I slid the door aside and unearthed the old box of puzzles. After refilling my water, I returned to my nest on the couch and put on some Chopin. The approaching autumn nudged me to choose the pile of cardboard that would resemble orange and yellow leaves when assembled. They tumbled out in front of me and I had to rescue of few pieces from the puffy lips of a curious feline. I sifted through the heap and beckoned the edge pieces to come to me. They gathered neatly in front of me. There were still some hiding under the middle pieces, snickering about their escape. But I felt I had most of them. I began.
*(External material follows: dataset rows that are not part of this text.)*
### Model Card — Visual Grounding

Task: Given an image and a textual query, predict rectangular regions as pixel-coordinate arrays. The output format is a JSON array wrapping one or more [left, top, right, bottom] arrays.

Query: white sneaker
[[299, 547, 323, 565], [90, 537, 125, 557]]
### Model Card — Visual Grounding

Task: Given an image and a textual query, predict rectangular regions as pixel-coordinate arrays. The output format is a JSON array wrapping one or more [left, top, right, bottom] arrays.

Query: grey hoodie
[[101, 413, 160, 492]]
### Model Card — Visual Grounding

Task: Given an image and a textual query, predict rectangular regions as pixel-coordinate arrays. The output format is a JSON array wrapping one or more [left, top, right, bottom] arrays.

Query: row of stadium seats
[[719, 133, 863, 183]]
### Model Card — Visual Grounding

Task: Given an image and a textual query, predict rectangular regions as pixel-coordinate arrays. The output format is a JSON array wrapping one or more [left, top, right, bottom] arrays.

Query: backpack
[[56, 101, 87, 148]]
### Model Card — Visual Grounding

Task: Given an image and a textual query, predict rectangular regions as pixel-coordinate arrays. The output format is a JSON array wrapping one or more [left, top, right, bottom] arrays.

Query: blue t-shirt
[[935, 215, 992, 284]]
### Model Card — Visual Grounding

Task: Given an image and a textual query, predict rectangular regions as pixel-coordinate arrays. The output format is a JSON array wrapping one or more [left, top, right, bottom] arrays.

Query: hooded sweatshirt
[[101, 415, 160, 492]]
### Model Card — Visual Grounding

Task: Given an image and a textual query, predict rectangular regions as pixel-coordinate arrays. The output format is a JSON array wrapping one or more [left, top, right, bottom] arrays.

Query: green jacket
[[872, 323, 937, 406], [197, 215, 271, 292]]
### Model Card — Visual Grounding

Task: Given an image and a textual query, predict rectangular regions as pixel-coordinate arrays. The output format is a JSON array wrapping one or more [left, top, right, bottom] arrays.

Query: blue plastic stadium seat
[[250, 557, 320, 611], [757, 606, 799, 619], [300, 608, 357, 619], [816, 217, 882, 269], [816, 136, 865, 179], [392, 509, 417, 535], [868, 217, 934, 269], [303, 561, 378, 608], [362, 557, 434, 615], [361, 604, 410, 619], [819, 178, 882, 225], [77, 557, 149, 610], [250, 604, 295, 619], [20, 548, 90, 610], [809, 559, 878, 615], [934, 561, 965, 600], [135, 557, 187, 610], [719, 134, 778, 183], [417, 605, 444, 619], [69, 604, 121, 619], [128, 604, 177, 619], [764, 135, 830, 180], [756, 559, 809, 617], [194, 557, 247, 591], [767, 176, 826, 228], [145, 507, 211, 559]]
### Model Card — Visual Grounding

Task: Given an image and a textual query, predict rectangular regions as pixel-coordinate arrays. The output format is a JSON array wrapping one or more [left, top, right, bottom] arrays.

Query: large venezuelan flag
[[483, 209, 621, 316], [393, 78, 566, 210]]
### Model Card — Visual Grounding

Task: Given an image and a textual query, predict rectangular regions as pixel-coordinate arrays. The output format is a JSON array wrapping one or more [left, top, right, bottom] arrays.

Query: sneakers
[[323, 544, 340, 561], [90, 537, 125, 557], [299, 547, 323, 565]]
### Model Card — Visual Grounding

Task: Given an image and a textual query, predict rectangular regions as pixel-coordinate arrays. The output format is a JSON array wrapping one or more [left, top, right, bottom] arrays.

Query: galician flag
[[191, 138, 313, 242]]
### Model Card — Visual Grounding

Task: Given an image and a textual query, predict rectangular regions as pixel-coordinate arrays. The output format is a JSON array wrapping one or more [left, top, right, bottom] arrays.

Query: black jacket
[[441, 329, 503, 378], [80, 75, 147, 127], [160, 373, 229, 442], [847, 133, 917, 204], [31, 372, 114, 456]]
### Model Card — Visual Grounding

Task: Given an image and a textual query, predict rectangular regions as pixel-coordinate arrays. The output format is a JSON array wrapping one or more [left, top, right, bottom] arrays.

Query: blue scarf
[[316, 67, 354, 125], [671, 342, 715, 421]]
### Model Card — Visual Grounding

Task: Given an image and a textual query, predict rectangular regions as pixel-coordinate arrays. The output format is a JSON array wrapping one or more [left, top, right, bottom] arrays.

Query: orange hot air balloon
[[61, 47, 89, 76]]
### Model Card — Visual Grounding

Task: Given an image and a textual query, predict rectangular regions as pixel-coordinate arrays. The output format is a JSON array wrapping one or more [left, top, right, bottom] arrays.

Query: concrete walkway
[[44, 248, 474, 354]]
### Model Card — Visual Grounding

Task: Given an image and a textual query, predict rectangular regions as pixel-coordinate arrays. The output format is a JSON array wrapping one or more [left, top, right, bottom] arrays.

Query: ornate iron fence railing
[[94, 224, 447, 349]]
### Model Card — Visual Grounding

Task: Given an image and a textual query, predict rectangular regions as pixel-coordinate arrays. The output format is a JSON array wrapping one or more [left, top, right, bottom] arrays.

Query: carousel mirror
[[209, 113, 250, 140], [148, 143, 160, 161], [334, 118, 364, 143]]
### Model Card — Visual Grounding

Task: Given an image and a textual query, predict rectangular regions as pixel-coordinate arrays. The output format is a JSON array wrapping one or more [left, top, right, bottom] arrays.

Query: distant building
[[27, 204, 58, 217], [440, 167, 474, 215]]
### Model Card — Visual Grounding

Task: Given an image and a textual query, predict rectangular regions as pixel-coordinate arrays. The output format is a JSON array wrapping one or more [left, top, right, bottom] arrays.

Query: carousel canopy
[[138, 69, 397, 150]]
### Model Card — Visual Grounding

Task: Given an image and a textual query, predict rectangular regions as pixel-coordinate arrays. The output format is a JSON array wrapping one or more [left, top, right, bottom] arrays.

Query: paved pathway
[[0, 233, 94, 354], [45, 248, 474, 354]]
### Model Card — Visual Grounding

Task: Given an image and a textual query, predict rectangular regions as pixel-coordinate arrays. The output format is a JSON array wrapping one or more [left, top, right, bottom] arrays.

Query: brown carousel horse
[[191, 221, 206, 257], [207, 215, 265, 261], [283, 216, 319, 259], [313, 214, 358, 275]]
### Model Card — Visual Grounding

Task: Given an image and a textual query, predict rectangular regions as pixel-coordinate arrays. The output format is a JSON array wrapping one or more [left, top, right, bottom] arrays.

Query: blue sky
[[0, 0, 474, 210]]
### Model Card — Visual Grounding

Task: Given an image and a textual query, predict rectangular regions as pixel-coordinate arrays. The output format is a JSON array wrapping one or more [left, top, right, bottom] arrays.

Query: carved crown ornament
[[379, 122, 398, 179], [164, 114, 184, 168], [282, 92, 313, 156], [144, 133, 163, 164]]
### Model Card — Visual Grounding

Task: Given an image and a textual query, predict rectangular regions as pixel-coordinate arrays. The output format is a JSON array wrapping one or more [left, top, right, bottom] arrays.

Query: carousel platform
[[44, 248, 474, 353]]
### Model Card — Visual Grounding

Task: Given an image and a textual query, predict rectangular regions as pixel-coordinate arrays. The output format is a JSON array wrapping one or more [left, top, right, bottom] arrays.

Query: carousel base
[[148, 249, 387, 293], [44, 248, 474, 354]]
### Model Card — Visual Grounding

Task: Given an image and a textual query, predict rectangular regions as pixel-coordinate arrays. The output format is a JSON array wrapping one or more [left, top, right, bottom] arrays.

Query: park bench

Soon, my mind slipped, my eyes glazed, and I was maybe 6 years old. The room was warm, glowing amber and the wall behind me was a beautiful sunset of wallpaper. The woman next to me smelled of powder and lipstick. Her red lips smiled and welcoming wrinkles multiplied. We would have puzzle races. It wasn't very hard for an aged woman to snap together 12 pieces, but she never let me know that. I always thought, Oh no! She's catching up to me! She's fast! She would color with me too. I felt a certain reverence overcome me when she'd get out the crisp, clean box of 96 Crayola's. It had a built-in sharpener. She softened my grip on the sticks of color so they wouldn't break and taught me how to color inside the lines with small swirling motions. She was the best at coloring. Grandpa would sit near, sipping coffee.

The warm glow fades away, and now I'm 8 years old. I'm in a familiar hallway, one I walked down almost everyday of my life. There was a cold blueish hue seeping in through the front windows. Something had happened the night before. Mom had left in a hurry sometime in the dark. She was back now, in the hallway with me. We were all in the hallway. Dad was talking to my sisters. I didn't really understand what he was saying. Mom had this sad look on her face. I had never seen her look that way before and it frightened me. Then Dad leaned down to me and said, "Grandma Rae has passed away." Passed away? What did he mean? "Where did she go?" I asked. Dad made a sad face too. I think one of my sisters leaned over and said, "She's gone. She died." I felt my forehead and cheek muscles melt from confusion to understanding to...blank. I had to think about this. I walked away, down the stairs to my room.

A few days later I remember wanting to cry and not wanting to cry and pressing my lips against her cold, stiff powdered cheek and thinking Goodbye. She was the best at puzzles.